What does the dendogram on a heat map do - what value or information does it add? I read somewhere that it helps you check the logical relationship between variables but how? If anyone knows, has resources on this, or could explain this that would be great.
To see the sort of thing I’m referring to, see this link and the branches on the outskirts of the matrix:
Most heatmaps have been clustered in order to show the most related data together. There are many different clustering algorithms, but if you use the heatmap() function in R, the default is hclust, a hierarchical clustering. "hierarchical " here is key as it is the basis for the dendrograms.
Dendrograms show how related data point are. Here is a short blog that introduces the topic:
Details on the heatmap function are found in the documentation
Note that it's the exact same data, these two heatmaps are identical in terms of what they show, but the first one looks nicer, and makes it obvious that there are 2 groups of metrics: the car weight/engine size/horsepower are correlated together, and anticorrelated with the miles per gallon etc. On the second heatmap it's not as obvious.

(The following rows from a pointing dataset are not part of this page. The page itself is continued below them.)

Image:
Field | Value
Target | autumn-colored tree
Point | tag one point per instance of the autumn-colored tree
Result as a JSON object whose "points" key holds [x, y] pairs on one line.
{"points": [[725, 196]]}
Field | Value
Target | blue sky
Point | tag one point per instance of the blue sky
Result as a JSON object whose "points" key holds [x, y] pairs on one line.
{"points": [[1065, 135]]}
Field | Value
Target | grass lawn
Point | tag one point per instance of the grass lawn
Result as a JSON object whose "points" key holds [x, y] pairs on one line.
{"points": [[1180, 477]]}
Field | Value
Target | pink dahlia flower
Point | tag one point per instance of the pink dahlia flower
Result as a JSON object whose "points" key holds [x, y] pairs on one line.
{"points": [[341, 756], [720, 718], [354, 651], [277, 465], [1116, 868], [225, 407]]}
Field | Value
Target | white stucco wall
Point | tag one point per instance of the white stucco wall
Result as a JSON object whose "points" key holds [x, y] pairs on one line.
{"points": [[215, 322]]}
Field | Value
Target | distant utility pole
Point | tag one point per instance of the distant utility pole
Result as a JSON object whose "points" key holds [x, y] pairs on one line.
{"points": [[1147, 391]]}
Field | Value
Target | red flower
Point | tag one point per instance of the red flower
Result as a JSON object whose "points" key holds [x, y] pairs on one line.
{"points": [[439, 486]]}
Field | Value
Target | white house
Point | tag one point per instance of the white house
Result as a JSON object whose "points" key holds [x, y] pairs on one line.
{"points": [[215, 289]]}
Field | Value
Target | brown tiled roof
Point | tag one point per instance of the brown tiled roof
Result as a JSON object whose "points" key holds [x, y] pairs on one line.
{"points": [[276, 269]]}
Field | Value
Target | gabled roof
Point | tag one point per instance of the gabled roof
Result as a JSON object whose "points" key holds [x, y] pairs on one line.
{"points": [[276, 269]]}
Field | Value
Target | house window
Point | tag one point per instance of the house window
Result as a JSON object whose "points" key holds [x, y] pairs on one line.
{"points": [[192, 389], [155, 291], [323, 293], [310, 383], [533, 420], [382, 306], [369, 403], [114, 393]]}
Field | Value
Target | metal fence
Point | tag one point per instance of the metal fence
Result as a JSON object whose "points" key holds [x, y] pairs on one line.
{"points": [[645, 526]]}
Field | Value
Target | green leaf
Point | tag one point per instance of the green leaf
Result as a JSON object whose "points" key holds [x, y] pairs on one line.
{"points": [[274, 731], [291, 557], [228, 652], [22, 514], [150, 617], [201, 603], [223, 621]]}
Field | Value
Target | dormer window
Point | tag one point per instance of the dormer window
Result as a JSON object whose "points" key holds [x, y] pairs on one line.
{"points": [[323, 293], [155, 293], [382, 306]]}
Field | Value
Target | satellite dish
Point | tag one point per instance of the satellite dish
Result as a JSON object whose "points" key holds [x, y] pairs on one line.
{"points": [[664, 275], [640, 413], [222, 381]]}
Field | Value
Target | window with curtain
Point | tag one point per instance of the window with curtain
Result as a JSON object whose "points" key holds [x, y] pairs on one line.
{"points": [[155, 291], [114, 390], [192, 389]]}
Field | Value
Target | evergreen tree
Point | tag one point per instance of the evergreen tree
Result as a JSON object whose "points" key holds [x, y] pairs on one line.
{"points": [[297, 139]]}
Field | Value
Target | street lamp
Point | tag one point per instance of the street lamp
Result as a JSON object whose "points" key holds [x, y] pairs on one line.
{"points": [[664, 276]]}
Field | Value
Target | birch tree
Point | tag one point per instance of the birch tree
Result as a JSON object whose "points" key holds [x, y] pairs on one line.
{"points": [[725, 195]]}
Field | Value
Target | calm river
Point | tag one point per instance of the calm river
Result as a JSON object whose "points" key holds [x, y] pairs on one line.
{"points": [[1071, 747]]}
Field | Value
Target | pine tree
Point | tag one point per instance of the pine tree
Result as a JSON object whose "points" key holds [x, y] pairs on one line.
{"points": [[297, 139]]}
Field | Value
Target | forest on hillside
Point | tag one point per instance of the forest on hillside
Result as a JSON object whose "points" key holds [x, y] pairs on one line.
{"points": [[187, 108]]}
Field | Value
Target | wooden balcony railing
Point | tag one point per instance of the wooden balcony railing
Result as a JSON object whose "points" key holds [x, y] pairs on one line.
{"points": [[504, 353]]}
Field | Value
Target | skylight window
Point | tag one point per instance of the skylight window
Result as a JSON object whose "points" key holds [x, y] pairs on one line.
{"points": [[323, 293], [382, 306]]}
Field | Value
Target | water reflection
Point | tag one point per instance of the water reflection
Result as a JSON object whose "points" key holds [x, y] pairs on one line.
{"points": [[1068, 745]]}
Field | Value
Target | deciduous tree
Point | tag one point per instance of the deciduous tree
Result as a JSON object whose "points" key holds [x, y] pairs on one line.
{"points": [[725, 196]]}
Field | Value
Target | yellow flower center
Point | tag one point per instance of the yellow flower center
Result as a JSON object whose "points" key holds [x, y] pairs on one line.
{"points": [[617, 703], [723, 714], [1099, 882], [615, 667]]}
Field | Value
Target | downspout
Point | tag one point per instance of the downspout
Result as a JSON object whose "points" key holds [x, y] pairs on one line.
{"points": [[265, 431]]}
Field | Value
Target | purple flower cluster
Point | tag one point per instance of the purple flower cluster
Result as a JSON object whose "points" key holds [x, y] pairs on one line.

For the first argument, the important part is the column ordering, we wouldn't have something that looks much worse if we didn't represent the dendrogram (although I feel the presence of the dendrogram does signal to the reader that a hierarchical clustering was used, and the nice order is not a coincidence).
For the second part however, the dendrogram is important: sure, it looks like there are two groups, how convincing is it? The distances in the dendrogram help us see how well the groups are separated, and can become even more important when we have a more complex structure.